AI-generated test suites often include tests like:

```javascript
// Delete these — they prove nothing
test('renders without crashing', () => {
  render(<Component />);
});

test('matches snapshot', () => {
  const { container } = render(<Component />);
  expect(container).toMatchSnapshot();
});

test('has correct class name', () => {
  render(<Component />);
  expect(screen.getByTestId('wrapper')).toHaveClass('wrapper');
});
```

These tests pass when the component is broken. They fail when you make
harmless refactors. They're worse than no tests because they create false
confidence.

### Keep test files next to source files

```
components/
  Button/
    Button.tsx
    Button.test.tsx
  Modal/
    Modal.tsx
    Modal.test.tsx
```

Not in a separate `__tests__/` directory tree. Co-located tests are found
faster, updated alongside the component, and deleted when the component is
removed.

## The Testing Checklist

After writing tests for any feature, verify:

- [ ] Every user flow has at least one integration test
- [ ] Every `fetch`/API call has both success and error tests
- [ ] Every form has validation and submission state tests
- [ ] Boundary values are tested (empty, min, max, overflow)
- [ ] Loading, error, and empty states are tested
- [ ] Keyboard navigation works (tab order, arrow keys, escape)
- [ ] Focus management is tested (modals, drawers, dropdowns)
- [ ] ARIA states toggle correctly (expanded, selected, checked)
- [ ] Tests use behavior descriptions as names
- [ ] No snapshot tests without clear behavioral assertions
- [ ] Mocks are at the network boundary, not internal modules
- [ ] No tests that pass when the feature is broken

## Anti-Patterns

**Never do these:**

- Write `renders without crashing` as the only test — it proves nothing
- Use snapshot tests as a substitute for behavioral assertions — they
  generate noise, not confidence
- Mock the module you're testing — you're testing your mock
- Test CSS class names — they can change without breaking behavior
- Write tests after being told "add tests" without knowing what to test —
  test the behavior described in the feature spec, not random implementation
- Use `getByTestId` as the default query — prefer `getByRole`,
  `getByLabelText`, `getByText` which test the accessible interface
- Copy the component's implementation logic into the test — you'll have two
  copies of the same bug
- Skip error path tests because "the happy path works" — errors are where
  bugs hide
- Write one giant test with 20 assertions — split into focused tests
- Leave `test.skip` or `test.todo` in the suite indefinitely — either write
  the test or delete the placeholder

Changelog

V1 April 15, 2026: Initial skill covering behavior-first testing, test structure and naming, error and edge case coverage, accessibility contract tests, form validation flows, mocking guidelines, test maintenance, and the 12-item testing checklist.

FAQ

What kind of tests does this skill teach?

A 12-point review that promotes behavior-driven tests catching real bugs: user flow integration tests, error handling tests, boundary value tests, accessibility contract tests (keyboard navigation, focus management, ARIA states), form validation flow tests, and loading state transition tests. It explicitly flags low-value tests like snapshot tests and “renders without crashing” tests for removal.

Why are AI-generated tests often low quality?

AI tools generate tests that prove nothing: they test that a div renders, that a class name exists, or that a mocked function returns what it was mocked to return. These tests pass when the code is broken and fail when you make harmless refactors.
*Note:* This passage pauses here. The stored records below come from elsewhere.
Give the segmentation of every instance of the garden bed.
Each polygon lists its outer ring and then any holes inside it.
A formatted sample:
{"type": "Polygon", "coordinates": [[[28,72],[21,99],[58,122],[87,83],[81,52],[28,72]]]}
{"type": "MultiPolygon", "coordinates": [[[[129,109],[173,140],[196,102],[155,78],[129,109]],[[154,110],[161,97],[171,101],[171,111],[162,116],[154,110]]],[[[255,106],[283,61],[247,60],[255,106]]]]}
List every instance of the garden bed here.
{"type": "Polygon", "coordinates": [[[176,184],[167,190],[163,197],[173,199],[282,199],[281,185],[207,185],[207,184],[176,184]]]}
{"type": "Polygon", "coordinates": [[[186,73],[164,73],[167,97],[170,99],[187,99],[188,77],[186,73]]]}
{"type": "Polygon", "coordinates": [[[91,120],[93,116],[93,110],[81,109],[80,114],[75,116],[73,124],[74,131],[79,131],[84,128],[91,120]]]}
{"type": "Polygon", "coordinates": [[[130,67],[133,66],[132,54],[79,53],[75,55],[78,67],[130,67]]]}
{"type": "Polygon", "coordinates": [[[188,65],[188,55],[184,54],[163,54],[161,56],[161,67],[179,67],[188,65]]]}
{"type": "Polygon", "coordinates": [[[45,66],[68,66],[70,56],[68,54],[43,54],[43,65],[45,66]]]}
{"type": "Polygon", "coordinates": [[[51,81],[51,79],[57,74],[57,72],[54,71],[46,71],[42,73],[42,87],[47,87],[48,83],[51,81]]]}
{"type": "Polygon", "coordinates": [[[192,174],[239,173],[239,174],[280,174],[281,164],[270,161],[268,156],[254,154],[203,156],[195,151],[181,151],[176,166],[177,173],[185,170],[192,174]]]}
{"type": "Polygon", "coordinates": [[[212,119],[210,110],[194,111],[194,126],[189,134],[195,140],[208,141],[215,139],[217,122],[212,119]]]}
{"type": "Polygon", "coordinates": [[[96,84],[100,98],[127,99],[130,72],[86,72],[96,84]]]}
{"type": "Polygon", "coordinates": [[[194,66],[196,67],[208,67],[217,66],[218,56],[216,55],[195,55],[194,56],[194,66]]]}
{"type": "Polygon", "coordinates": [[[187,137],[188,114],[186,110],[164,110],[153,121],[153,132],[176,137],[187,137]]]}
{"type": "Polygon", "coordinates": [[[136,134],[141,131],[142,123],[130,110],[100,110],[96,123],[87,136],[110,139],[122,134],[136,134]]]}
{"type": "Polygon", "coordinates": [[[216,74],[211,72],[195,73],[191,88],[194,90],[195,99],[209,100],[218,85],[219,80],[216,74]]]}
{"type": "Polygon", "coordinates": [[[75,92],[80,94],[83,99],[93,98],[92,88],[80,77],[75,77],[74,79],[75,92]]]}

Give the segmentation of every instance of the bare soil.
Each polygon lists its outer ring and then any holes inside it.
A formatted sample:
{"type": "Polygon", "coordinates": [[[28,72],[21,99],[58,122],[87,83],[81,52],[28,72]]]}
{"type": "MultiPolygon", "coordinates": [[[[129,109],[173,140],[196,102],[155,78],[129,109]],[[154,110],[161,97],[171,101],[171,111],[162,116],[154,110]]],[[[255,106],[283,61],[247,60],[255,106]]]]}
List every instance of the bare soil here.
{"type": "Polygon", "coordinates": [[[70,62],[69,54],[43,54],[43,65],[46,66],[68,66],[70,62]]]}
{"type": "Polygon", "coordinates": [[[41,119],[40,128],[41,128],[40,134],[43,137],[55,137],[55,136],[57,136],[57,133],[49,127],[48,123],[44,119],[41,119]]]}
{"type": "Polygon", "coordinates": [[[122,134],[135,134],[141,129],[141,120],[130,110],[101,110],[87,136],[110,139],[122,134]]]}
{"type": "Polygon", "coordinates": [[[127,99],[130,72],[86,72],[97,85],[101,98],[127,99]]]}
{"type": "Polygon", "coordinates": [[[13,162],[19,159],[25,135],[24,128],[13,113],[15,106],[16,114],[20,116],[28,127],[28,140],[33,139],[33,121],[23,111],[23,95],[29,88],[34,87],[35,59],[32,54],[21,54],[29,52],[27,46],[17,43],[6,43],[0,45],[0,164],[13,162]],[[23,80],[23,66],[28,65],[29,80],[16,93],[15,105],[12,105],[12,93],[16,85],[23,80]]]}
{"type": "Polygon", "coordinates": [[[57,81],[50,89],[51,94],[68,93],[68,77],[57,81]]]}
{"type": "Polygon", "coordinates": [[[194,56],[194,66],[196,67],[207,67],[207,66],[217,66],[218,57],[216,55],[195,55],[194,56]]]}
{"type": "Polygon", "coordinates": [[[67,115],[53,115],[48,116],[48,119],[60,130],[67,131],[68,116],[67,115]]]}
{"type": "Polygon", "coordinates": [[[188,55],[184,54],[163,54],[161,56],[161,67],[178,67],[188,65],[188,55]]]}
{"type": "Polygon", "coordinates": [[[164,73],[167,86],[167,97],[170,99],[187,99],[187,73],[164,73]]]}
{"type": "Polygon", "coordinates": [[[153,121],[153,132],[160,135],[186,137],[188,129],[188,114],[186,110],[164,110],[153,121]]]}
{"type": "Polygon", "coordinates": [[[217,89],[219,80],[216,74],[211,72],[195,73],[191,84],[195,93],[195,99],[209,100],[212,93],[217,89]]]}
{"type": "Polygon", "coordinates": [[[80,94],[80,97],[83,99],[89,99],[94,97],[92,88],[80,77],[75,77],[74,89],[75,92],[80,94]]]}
This skill teaches the agent to test behavior instead of implementation details, creating tests that actually catch regressions.

How should mocking work in tests?

Mock at the network boundary (using MSW or similar), not at internal module boundaries. Mocking internal modules makes tests pass even when the real integration is broken. The skill covers when to mock, what to mock, and the common anti-pattern of mocking the module under test.

Which AI coding tools is this compatible with?

Cursor, Claude Code, Codex CLI, Windsurf, GitHub Copilot, and Gemini CLI. The skill is a single Markdown file and ships in the native format for each tool with one-click copy.